楽天・Amazon・Yahoo!ショッピングの「福袋」人気ジャンルTOP5

 この表は、モールごとの福袋関連商品で売上の高かったジャンルトップ5を示しています。楽天市場では上位5ジャンルのうち、「レディースファッション」「メンズファッション」「インナー・下着・ナイトウエア」と3つのファッション系ジャンルがランク入りしており、Amazonでは1位が「服&ファッション小物」、Yahoo!ショッピングでも2位が「ファッション」と、共通してファッションジャンルが人気であることがわかります。百貨店でもアパレルショップの福袋は大人気ですが、オンラインでも同じ傾向が見られます。
 食品ジャンルの福袋は楽天市場では4位、Amazonでは2位、Yahoo!ショッピングでは1位となっており、ファッションに次ぐ福袋の人気ジャンルになっています。

  

楽天市場・Amazon・Yahoo!ショッピングの「福袋」特徴

 モール別に特徴を見てみると、上述の通り、楽天市場では福袋で売上の高い5ジャンル中3ジャンルがファッション関連となっており、ファッションジャンルが特に人気であることがわかります。また、楽天市場で福袋の売上が一番高いジャンルは、「インテリア・寝具・収納」で、その中で最も人気の福袋商品は寝具の毛布となっていました。実店舗での福袋販売ではあまり話題になることが少ない「寝具の福袋」ですが、ネットショッピングにおいては季節需要ともマッチして、大変人気が高い商品です。

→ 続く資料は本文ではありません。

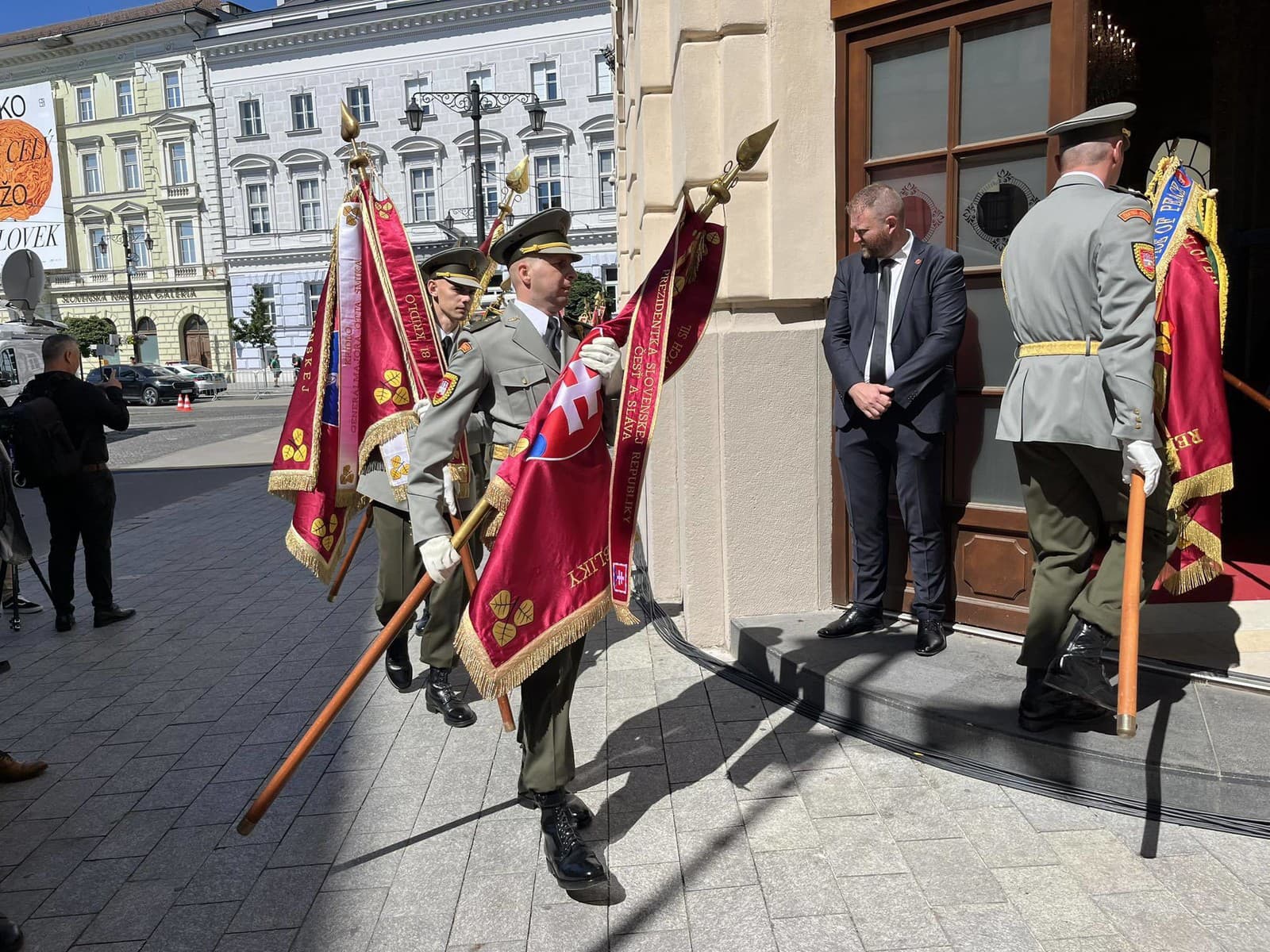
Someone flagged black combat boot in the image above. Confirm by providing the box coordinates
[1045,618,1116,711]
[423,668,476,727]
[383,630,414,693]
[1018,668,1107,734]
[538,789,608,890]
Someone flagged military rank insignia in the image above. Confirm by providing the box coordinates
[432,370,466,406]
[1133,241,1156,281]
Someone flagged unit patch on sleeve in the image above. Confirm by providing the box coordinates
[432,373,460,406]
[1133,241,1156,281]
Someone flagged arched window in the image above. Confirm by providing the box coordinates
[180,313,212,367]
[137,317,159,363]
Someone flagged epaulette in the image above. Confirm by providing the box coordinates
[1107,186,1147,202]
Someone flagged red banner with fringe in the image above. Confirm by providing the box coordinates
[456,203,724,697]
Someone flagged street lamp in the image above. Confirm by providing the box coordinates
[97,227,155,363]
[405,80,548,241]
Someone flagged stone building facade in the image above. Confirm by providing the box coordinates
[0,0,245,370]
[614,0,841,645]
[198,0,618,367]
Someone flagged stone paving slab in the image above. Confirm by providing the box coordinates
[0,480,1270,952]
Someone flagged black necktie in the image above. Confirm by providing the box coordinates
[544,317,560,367]
[868,258,895,383]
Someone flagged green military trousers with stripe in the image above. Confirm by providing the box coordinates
[1014,443,1177,668]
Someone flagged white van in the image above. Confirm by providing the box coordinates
[0,318,65,406]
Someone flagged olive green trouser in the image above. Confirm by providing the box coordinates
[517,639,587,793]
[373,503,468,668]
[1014,443,1177,668]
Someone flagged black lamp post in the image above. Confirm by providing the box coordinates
[97,227,155,363]
[405,80,548,241]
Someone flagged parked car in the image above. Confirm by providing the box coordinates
[87,363,198,406]
[164,360,230,396]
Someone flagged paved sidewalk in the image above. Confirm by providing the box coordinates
[0,480,1270,952]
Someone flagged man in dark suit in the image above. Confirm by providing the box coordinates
[819,184,965,655]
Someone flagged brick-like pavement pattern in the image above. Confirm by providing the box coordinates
[0,476,1270,952]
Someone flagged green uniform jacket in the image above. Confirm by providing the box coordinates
[997,175,1160,449]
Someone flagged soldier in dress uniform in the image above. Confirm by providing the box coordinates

 Amazonでは、「ホビー」ジャンルが3位にランクインしており、他モールとの違いが興味深い結果となっています。Amazonは男性ユーザーが多いと言われていますが、「ホビー」で最も売れた福袋商品は、サバイバルゲームの商品となっており、男性ユーザーの多さがうかがえる結果となっています。

 Yahoo!ショッピングでは、ジャンル1位の「食品」を見てみると、最も売れた福袋商品はドリップコーヒー、次は北海道グルメとなっていました。また、ジャンル3位の「スマホ、タブレット、パソコン」では、最も売れた商品が中古パソコンとマウス・USBメモリ等のセットとなっていました。Yahoo!ショッピングでは中古品の売上が2桁成長しており、昨年からヤフオク商品もYahoo!ショッピング内で買えるようになりましたが、福袋でも中古商品が人気であることがわかります。

  

年末年始以外に販売される福袋とは?

 冒頭にあるモール全体の売上推移のグラフでは、年末年始以外の時期にも福袋が一定数以上販売されていることがわかります。それでは年末年始以外に販売されている福袋とはどのようなものなのか、一例として、6月ー7月に人気の福袋を見てみたいと思います。

「福袋」人気商品トップ5

まず、夏場の福袋ということで、この時期ならではの商品がいくつか見られます。
楽天市場の「タオル」やAmazonの「ワイシャツ」「アイスクリーム」は、この時期の消耗品・暑気払いとしてニーズが高いのは容易に想像できるため、福袋として夏場に販売されているのも案外納得できる商品です。
意外性の高い商品として注目されるのが、Yahoo!ショッピングの「エアコン工事費込みセット」という福袋です。この商品では、どのメーカーのエアコンか、いつ配送・工事するか、という指定はできませんが、その分お得な価格で商品・サービスが提供されています。「福袋」は、販売側からすると在庫処分的な意味合いも高い販売方法ですが、それが商品に加えてサービスにも展開されているのは興味深い例ではないでしょうか。

  

まとめ

ECモールでの福袋の販売動向から、全体のマーケット規模は19年12月~20年1月に大きく拡大したこと、なかでもAmazonの急成長が顕著であったことがわかりました。他にも福袋の販売ジャンルからモールごとに特徴があることや、夏場ならではの福袋があることなど、オフラインとは異なった傾向があることもわかりました。特に余剰在庫の課題を抱える企業にとっては、自社の販売戦略とユーザーニーズ・市場動向を分析して、年間を通じた「福袋」の販売を企画するのは有効な方法となりそうです。